It’s been a long 6 years since Playdead graced our Xbox’s worldwide with their first hit Limbo, and in that time the world has changed an insane amount. Looking back, it was always going to be a huge success: indie releases on Xbox were still relatively rare, meaning any that did manage to hit the platform were an instant overnight success. That’s not to detract from the game in anyway; it was still a great platformer, but I can’t help but feel it’s success was guaranteed regardless of it’s quality. So what has Playdead been up to these last 6 years, and does Inside manage to fee like 6 years worth of quality? Lets find out.
Just like Limbo before it, you start off as a small child wondering through the woods. The immediate difference is the visual style of the game: what was once a plain black 2D art style is now a fully 3D environment with 2.5D platforming. There’s not a great amount of detail in each object you can see (most objects are polygonal to a degree, with no textures so to speak on them), but the amount of variety and attention to detail in the environments is insane. So many trees make the woods feel genuinely cramped, and even the fields in the farm and underwater sections feel chilling to explore.
Inside gives you no prompts, and no instructions: you’re to learn this game yourself, ensuring you are properly paying attention to the world and it’s intricacies in order to fully appreciate it. Running from left to right, you make your way through this weird and wonderful world, one which is believable in it’s own right, but also weird in that it never explicitly spells anything out for you.
In regards to the narrative, there’s no dialogue, no writing on screen, no nothing. Everything about the world and what happens within it is so abstract that you are meant to infer your own meaning on it. The internet is already becoming a hive mind trying to unravel what the story of the world truly is, but in doing so they’re missing what’s so charming about the game: it’s ability to make the player come up with their own idea of the world is what set it apart from other games trying to tell a story. Inside really is telling a huge story, but one that it doesn’t mind you making up as you go along.

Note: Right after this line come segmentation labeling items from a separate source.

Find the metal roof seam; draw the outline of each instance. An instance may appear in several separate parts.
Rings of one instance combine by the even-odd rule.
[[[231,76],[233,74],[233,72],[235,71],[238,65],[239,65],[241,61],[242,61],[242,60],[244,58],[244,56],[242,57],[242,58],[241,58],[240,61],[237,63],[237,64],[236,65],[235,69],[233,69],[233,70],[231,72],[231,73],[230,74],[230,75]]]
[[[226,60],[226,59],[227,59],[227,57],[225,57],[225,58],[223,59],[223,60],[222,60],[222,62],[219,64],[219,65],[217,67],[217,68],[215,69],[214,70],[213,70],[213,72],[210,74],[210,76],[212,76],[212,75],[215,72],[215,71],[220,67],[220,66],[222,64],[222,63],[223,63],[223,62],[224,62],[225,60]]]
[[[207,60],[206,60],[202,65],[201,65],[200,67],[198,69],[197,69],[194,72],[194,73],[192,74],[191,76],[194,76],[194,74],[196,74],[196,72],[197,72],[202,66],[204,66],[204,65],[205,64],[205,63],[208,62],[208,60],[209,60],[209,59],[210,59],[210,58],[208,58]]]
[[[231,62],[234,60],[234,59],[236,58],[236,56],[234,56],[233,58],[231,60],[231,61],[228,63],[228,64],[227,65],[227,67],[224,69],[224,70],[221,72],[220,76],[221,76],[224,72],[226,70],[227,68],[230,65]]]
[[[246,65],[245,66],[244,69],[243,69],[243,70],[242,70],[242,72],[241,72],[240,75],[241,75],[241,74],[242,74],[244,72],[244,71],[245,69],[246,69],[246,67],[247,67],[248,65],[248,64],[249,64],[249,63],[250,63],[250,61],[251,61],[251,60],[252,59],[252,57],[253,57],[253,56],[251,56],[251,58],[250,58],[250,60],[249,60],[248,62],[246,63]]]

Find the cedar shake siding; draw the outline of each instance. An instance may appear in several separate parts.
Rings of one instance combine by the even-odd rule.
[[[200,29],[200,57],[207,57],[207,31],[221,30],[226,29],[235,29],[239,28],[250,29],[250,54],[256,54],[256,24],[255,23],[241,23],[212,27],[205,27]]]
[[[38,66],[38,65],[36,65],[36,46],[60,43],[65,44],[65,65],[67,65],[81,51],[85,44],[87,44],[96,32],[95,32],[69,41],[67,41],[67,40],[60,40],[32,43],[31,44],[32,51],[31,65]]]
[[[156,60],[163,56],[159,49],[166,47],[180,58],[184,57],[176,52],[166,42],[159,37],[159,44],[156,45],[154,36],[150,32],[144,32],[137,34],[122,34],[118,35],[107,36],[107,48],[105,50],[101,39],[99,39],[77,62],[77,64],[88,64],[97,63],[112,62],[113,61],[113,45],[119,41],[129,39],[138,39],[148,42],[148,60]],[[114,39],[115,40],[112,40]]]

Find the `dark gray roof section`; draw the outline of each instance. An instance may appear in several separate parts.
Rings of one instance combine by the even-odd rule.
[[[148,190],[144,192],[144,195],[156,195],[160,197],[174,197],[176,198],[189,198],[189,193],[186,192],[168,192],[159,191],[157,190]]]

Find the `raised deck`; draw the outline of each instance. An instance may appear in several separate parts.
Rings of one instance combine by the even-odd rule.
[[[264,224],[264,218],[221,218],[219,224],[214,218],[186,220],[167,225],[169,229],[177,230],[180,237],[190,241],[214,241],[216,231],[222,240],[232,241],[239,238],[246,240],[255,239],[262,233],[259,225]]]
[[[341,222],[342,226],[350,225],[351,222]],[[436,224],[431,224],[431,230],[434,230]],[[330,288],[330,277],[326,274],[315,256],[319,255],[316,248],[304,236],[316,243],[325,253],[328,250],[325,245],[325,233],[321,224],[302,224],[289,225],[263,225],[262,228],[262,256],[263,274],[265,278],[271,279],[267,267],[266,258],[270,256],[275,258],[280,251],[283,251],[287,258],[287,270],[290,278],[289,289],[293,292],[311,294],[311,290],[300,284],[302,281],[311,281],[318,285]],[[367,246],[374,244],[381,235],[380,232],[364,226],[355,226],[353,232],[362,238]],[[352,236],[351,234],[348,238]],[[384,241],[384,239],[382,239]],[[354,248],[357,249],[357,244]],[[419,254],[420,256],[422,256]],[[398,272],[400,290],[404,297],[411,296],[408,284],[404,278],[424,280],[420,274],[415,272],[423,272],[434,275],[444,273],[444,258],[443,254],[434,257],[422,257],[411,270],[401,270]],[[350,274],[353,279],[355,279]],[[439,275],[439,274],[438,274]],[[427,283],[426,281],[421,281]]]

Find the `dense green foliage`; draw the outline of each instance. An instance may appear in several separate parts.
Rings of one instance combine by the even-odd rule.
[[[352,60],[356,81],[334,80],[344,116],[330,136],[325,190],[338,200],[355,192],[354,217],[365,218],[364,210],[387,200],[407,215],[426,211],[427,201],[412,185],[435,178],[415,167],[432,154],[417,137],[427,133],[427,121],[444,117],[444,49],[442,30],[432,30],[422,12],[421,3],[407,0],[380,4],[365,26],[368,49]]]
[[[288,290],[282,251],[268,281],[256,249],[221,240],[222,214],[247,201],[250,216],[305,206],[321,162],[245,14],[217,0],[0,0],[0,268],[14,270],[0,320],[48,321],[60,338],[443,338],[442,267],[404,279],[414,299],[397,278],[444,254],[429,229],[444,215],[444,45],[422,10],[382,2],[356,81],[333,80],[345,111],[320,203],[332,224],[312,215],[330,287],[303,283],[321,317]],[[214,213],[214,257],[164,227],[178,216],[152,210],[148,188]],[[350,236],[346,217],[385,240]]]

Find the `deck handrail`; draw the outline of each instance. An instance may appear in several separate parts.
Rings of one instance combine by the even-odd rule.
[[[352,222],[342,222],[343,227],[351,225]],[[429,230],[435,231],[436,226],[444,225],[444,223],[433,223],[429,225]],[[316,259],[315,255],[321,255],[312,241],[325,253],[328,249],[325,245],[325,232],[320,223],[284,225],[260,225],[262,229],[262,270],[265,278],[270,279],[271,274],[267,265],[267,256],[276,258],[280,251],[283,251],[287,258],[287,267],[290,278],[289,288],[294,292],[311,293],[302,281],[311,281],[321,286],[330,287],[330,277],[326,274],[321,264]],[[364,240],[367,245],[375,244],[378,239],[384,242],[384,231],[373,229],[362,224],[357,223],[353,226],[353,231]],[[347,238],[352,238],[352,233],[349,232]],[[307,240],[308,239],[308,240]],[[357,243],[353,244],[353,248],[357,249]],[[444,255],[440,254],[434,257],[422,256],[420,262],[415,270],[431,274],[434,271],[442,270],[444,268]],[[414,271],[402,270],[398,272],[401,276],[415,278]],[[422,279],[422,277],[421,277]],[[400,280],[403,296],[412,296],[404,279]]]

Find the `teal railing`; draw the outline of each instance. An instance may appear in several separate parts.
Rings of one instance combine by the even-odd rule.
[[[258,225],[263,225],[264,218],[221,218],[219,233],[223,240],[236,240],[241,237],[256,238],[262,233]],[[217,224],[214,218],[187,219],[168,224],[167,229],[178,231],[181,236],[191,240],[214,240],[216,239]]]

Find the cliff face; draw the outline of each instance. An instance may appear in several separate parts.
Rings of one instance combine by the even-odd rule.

So if everything’s fairly simple, and there’s no narrative, what is there to do in Inside? A lot it seems, with the sheer amount of variety being absolutely shocking in a world where assets are reused time and time again. There isn’t a moment where you need to backtrack, and everything in the world feels unique and organic, so much so that the world feels like a real, tangible place. Combine that with what I said in the last paragraph, and you’ll find yourself guessing about everything you see, wondering what purpose an item has, and even what the people do. This level of detail cannot be over-stated, it’s immensely gratifying.
Puzzles are few and far between, and the ones you do come across are actually relatively easy. Unlike Limbo, you rarely die throughout Inside’s world, and for the most part you’re merely taking the world in. Whilst I won’t spoil anything about the end game, your ability to move boxes in weird and wonderful ways towards the end is certainly entertaining, and had me gasping at the attention to detail Playdead Studios have pushed throughout.
One puzzle mechanic that should be pointed out which intrigued and was actually quite original was your ability to control “drones” across the land using helmet gear. Drones are weird creatures throughout the land that are human, but have no sentience; instead they’re controlled to do menial tasks otherwise they’ll just sit around and do nothing. Donning a helmet allows you to control one drones across the land, which can make for some extremely intuitive puzzles during your time with Inside.
With all that said, there’s not much more I can say about Inside without spoiling any of the story and surprises. Inside was an enjoyable experience, but I don’t think I agree with many reviewers in the world that has said it’s perfection. A more polished Limbo, yes, but a perfect game? No way. The ending didn’t leave me feeling anything, and if anything, just made me exclaim “cool” aloud. Whilst I enjoyed Inside, I’ve had better 2.5D experiences since Limbo was released all those years ago, meaning Inside just left me feeling hollow, as a lot of what it does has now been improved upon and even bettered. By all means give the game a go; it’s great, and an enjoyable experience from start to finish, just don’t expect to be blown away.